Ce matin les marchés asiatiques prennent des notes sur ce qui se passe, mais ne font pas grand-chose. Le Japon recule de 0.2%, Hong Kong est inchangé et la Chine monte de 0.2%. On a connu des matins plus excitants. Pendant ce temps, le pétrole continue de se faire démonter la tête parce que LA RÉCESSION APPROCHE. Le baril a totalement effacé la hausse qui était la sienne depuis que l’on a appris que l’OPEP allait couper la production d’un million de barils par jour. Visiblement, les chiffres des inventaires pétroliers qui sont en chute libre n’ont pas fait réagir les traders qui sont plus concentrés sur la récession qui arrive qu’autre chose et vu le prix du pétrole, je serais l’OPEP, je couperais la production de 2 millions de barils par jour. Juste pour voir.

Techniquement le brut est revenu combler son gap haussier déclenché par l’annonce de l’OPEP du 4 avril, reste à trouver le bon point d’entrée si l’on ne croit pas en une récession violente. L’or est à 2008$ et le Bitcoin est à 29’000$ et il faudra noter qu’hier il a même tapé les 30’000$. Il paraît que les gens achètent du Bitcoin parce qu’ils n’ont plus confiance en les banques !!! MAIS NON !!!! Mais pourquoi tant de haine ??? Les banques qui font pourtant tout pour être sympas avec le client, il y a même des banques qui veulent « retourner à leur métier de base » pour NOUS faire plaisir. C’est quand même pas sympa de la part des gens qui quittent les banques pour le Bitcoin. D’ailleurs, une question me vient à l’esprit :

«Quand un banquier te dit qu’il veut retourner à son métier de base, ça veut dire quoi exactement ???»

Nouvelles du jour

Dans les nouvelles du jour, on parle du plafond de la dette, puisque les Républicains se sont mis d’accord entre eux pour proposer une rallonge de la dette en faisant des coupes dans les dépenses. Sauf que les Démocrates, eux, seraient plutôt pour une rallonge, mais sans faire d’économies. Biden a déclaré qu’il voulait bien parler avec les Républicains mais qu’il était exclu de faire des concessions. Il est en train d’appliquer la méthode Macron – je veux bien discuter avec la partie adverse, mais seulement si elle est d’accord avec moi et seulement si on n’aborde pas les sujets qui fâchent. On dirait mon ex-femme.

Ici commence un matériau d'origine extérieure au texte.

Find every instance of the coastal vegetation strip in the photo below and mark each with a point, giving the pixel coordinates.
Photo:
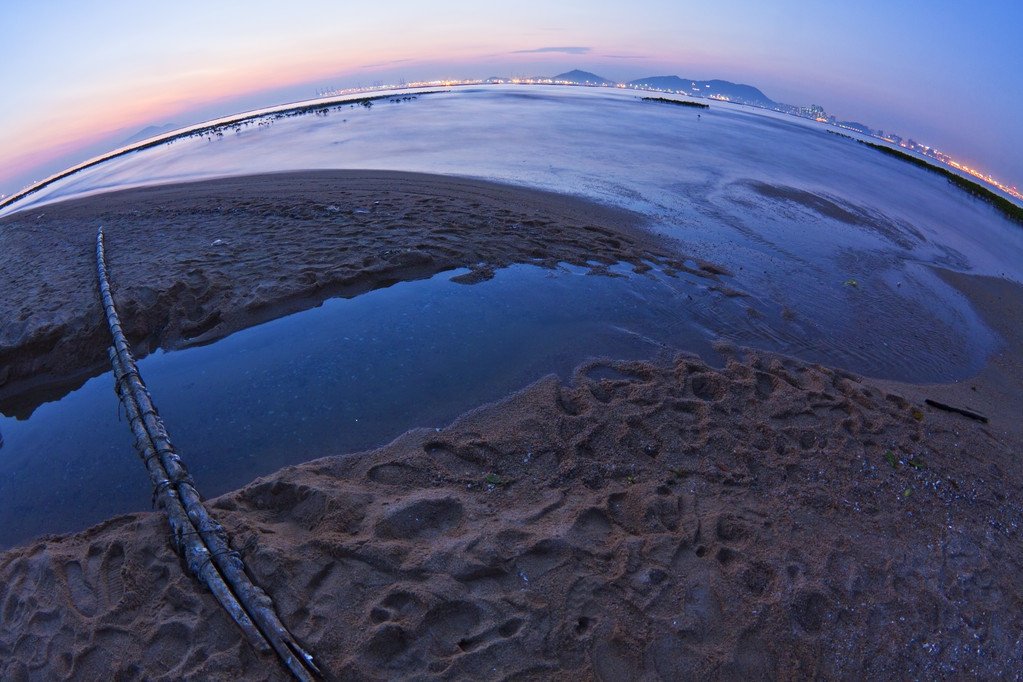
(1011, 211)
(677, 102)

Il y a aussi la commission de la concurrence britannique qui a décidé que Microsoft ne devrait pas acheter Activision parce que c’est pas bien pour la concurrence. Microsoft a déclaré qu’ils allaient faire appel mais Activision a quand même perdu 10%. Ils devraient demander l’avis à la commission de la concurrence en Suisse. Visiblement, ils sont assez souples puisque tu peux fusionner les deux plus grosses banques du pays sans que les mecs fassent le moindre communiqué de presse. Bon, à leur décharge, ils étaient en vacances de ski – du 1er mars au 31 mars, le 31 mars de l’an prochain. Et puis autrement, on ne parle que de META qui n’est visiblement plus une boîte toute pourrie comme on le pensait depuis 12 mois.

Chiffres du jour

Pour ce qui est des chiffres économiques du jour, il y aura le climat des affaires en Europe et la confiance du consommateur. Aux USA nous aurons les Jobless Claims, comme tous les jeudis, ainsi que les chiffres du PIB. Il y aura également les dépenses de consommation. Plein de choses qui vont exciter la FED pour la semaine prochaine. Pour ce qui est des chiffres du trimestre, nous aurons Sanofi, BASF, TF1, STM Micro, Total, Air Liquide, Schneider, Unilever et Pernod Ricard. En Suisse, il y aura EMS Chemie, Mikron et la banque cantonale de Lucerne. Aux USA, il y aura aussi du monde. Avant l’ouverture, nous aurons Eli-Lilly, Caterpillar, MasterCard, Abbvie, Merck et CROCS. Et après la clôture il y aura le prochain GAFAM sur la liste : Amazon, puis Intel qui devrait annoncer une méga perte et SNAP avec qui on rigole à chaque publication. On se demande bien ce qu’ils nous réservent ce soir !!!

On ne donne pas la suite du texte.